Arthropod abundance and composition

Each May from 2010 to 2017 we sampled arthropods from all plants. This sampling period corresponds with the end of the growing season when plant biomass and arthropod abundance were at their peak (KAM, unpublished data). To collect arthropods, we vacuumed each shrub exhaustively with an electric vacuum (3.5 HP Ridgid model #WD0970) into a fine mesh bag that was immediately placed in a cooler and transferred to a -20° freezer later that same day. Arthropods were subsequently separated from plant chaff and stored in 70% ethanol and identified to family, and morphological species within family (Oliver and Beattie 1996). Arthropod abundance was calculated as the sum of all arthropods collected from a given plant.

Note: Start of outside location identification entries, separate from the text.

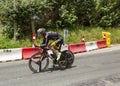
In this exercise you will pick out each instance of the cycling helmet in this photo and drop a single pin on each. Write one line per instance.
(41, 31)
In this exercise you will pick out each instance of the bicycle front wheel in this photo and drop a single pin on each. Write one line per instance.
(38, 63)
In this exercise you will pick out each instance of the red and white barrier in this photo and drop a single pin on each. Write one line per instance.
(77, 48)
(26, 53)
(88, 46)
(91, 45)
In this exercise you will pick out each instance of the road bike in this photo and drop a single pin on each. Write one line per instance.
(39, 61)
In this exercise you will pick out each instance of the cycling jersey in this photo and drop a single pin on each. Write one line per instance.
(52, 36)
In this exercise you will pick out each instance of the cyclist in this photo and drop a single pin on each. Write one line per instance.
(57, 39)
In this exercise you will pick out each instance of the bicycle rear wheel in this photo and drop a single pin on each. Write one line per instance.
(38, 63)
(68, 58)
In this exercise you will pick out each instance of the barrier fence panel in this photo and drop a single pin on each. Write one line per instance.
(28, 52)
(101, 44)
(10, 54)
(91, 45)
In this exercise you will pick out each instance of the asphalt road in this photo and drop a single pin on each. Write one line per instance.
(94, 68)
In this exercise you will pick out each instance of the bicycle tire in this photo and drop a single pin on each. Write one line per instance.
(38, 62)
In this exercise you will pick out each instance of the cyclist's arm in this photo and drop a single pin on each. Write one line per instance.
(45, 43)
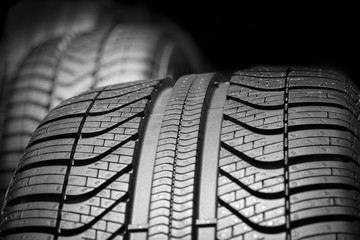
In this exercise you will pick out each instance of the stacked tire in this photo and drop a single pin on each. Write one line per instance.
(72, 58)
(268, 153)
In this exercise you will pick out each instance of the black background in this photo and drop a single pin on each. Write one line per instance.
(235, 35)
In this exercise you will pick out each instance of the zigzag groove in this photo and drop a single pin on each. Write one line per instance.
(256, 163)
(257, 194)
(78, 162)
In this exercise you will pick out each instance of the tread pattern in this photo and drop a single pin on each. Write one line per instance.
(63, 68)
(285, 164)
(289, 161)
(172, 199)
(75, 173)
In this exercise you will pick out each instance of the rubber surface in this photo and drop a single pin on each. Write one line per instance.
(272, 153)
(62, 68)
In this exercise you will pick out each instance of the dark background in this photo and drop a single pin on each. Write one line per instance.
(236, 35)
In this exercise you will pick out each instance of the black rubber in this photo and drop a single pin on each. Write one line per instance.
(272, 153)
(64, 67)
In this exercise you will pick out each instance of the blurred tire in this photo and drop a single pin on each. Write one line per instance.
(66, 66)
(271, 153)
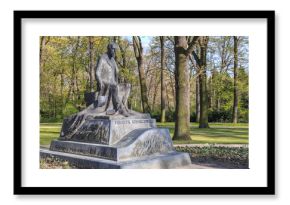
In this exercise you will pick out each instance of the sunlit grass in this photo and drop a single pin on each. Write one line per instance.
(218, 133)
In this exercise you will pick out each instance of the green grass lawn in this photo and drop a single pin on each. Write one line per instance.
(218, 133)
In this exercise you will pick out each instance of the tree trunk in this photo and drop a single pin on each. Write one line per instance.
(41, 51)
(235, 106)
(182, 125)
(91, 64)
(163, 91)
(203, 122)
(138, 50)
(197, 99)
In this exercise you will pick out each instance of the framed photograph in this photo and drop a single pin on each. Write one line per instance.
(144, 102)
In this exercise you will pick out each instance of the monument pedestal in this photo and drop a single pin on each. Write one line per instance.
(118, 143)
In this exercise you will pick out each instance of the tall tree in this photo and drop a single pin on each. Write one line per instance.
(91, 63)
(163, 91)
(183, 47)
(203, 94)
(138, 50)
(236, 91)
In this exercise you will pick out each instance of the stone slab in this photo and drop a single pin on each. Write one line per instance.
(163, 161)
(138, 143)
(107, 131)
(86, 149)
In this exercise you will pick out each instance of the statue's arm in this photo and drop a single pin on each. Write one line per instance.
(98, 72)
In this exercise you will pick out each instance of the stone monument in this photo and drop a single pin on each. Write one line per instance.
(108, 135)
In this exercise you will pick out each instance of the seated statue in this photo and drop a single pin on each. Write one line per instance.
(107, 79)
(109, 101)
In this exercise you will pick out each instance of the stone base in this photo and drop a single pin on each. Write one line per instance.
(169, 160)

Because climatic change effects might impact arthropod trophic levels and feeding guilds differently (Huberty and Denno 2004, Gely et al. 2020), cascade up from herbivores to predators, or alter herbivore-predator interactions (McCluney and Sabo 2009, Barton and Ives 2014), each morphospecies was assigned to one of nine guilds based on published accounts for the taxonomic groups. The three herbivorous guilds consisted of phloem-feeding herbivores (Hemiptera, 38 morphospecies from nine families); chewing herbivores (e.g., Orthoptera, juvenile Lepidoptera); and other herbivores (i.e., pollen and nectar feeders, and adult individuals of galling species sampled by vacuum). The three remaining guilds included omnivores (mostly Hemiptera, Miridae); detritivores (e.g., Entomobryidae); and incidentals (e.g., non-feeding, adult Diptera and Hymenoptera; see (Pratt et al. 2017) for details). The four predatory guilds consisted of: web-spinning spiders (Araneae, 17 species from five families); hunting spiders (Araneae, 28 species from six families); parasitoids (Hymenoptera, 35 species from 11 families) and other predators (e.g., larval and adult Coccinellidae beetles).